In my previous posts on FILESTREAM I discussed the directory structure of the FILESTREAM data container and how to map the directories to database tables and columns. In this post I’m going to explain how and when the FILESTREAM garbage collection process works as that doesn’t seem to be documented anywhere (even in the FILESTREAM whitepaper I wrote for MS – it wasn’t supposed to be that low-level). There seems to be a lot of confusion about how updates of FILESTREAM data work, and when the old versions of the FILESTREAM files are removed. I’m going to explain how it all works and then show you by example.
The basic behavior that is non-intuitive is that there’s no such thing as a partial update of FILESTREAM data. If you have 10MB of data stored in a FILESTREAM column (and hence have a 10MB FILESTREAM file), then updating even a single byte of it will result in a whole new 10MB FILESTREAM file. Anything that relies on having an up-to-date version of the database (e.g. log backups, log-shipping, replication) will pick up the entire new 10MB FILESTREAM file. Every time an update is made to that data, a new 10MB FILESTREAM file is created and then subsequently backed-up, replicated, etc. This can lead to unexpectedly large log backups, or network traffic between replication nodes.
Once you realize that new versions of the FILESTREAM files are going to be created, the obvious follow-on question is: when do the old versions get removed? The answer is: it depends!
The old versions are removed by a process called garbage collection – in much the same way that memory garbage collection runs for managed code and deallocates object instantiations that are no longer referenced by any variables.

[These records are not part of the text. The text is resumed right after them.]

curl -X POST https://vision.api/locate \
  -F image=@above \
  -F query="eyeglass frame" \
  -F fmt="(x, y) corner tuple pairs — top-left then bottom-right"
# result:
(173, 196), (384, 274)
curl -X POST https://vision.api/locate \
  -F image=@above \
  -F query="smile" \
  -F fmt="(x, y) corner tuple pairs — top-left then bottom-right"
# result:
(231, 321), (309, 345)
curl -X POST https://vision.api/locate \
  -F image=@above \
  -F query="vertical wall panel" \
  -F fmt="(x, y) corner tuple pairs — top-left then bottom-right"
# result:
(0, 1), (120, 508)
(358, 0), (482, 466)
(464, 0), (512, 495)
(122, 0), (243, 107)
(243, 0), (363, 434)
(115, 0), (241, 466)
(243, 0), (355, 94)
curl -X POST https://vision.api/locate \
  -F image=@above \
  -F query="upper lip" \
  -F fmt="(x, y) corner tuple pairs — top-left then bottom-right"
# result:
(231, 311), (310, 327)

The key point is that nothing needs the object instantiation any more; otherwise the memory garbage collection would be corrupting the run-time memory of the managed code application. The same principle applies for FILESTREAM garbage collection – the old versions of the FILESTREAM files cannot be removed until they are no longer needed.
But what does ‘no longer needed’ mean for FILESTREAM files? Well, it’s kind of the same as for transaction log records. An old version of a FILESTREAM file is no longer needed if the transaction that created it has committed or rolled back, AND there are no other technologies that must read it, like a log backup (when running in the FULL or BULK_LOGGED recovery models), or the transactional replication log reader. In fact, the transaction log VLF containing the log record of the creation of the FILESTREAM data file must be switched to inactive before the FILESTREAM file can be garbage collected. Note that I don’t mention database mirroring – in SQL 2008 database mirroring and FILESTREAM cannot be used together.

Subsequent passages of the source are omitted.